The Philosophers showed her all their best experiments—“of colours, loadstones, microscopes, and of liquors.” The chef d’œuvre seems to have been the turning of a piece of roasted mutton into pure blood, “which was very rare,” says Pepys; and then the Duchess and her suite were escorted to her coach again, her Grace still crying that she was “full of admiration.”

That was in May. Before the end of June poor Henry Oldenburg was suddenly clapped into the Tower. The news must have fallen like a thunderbolt at the next Wednesday afternoon meeting of the Society. Their Secretary was in jail.

“I was told yesterday,” wrote Pepys, on June 25th, “that Mr. Oldenburg, our Secretary at Gresham College, is put into the Tower, for writing news to a virtuoso in France, with whom he constantly corresponds on philosophical matters: which makes it very unsafe at this time to write, or almost to do anything.”[317]

Oldenburg was still in custody on August 8 when Evelyn called at the Tower.

“Visited Mr. Oldenburg, now close prisoner in the Tower, being suspected of writing intelligence. I had an order from Lord Arlington, Secretary of State, which caus’d me to be admitted. This Gentleman was Secretary to our Society, and I am confident will prove an innocent person.”

And indeed Oldenburg was soon to be set free.

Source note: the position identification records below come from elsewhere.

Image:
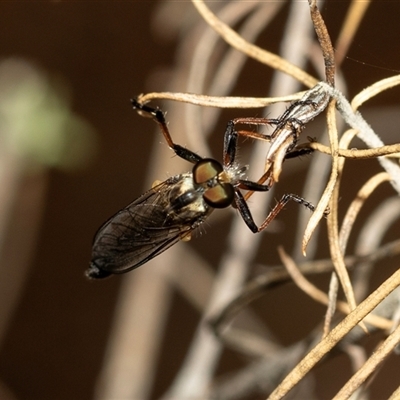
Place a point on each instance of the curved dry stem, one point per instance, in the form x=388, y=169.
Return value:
x=325, y=199
x=370, y=366
x=219, y=101
x=392, y=150
x=321, y=297
x=251, y=50
x=323, y=347
x=366, y=190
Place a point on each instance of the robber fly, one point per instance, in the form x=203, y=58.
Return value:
x=171, y=210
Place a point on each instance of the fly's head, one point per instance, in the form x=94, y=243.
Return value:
x=216, y=183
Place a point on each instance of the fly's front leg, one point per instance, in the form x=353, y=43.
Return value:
x=159, y=117
x=231, y=135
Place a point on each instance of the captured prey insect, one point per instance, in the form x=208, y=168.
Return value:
x=170, y=211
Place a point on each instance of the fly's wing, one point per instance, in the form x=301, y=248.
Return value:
x=137, y=233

On September 3 he was once more in his own home and writing to Robert Boyle at Oxford—

“I was so stifled by the prison air,” says Oldenburg, “that as soon as I had my enlargement from the Tower I widened it, and took it from London into the Country, to fan myself for some days in the good air of Craford in Kent. Being now returned, and having recovered my stomach, which I had in a manner quite lost, I intend, if God will, to fall to my old trade,[318] if I have any support to follow it.”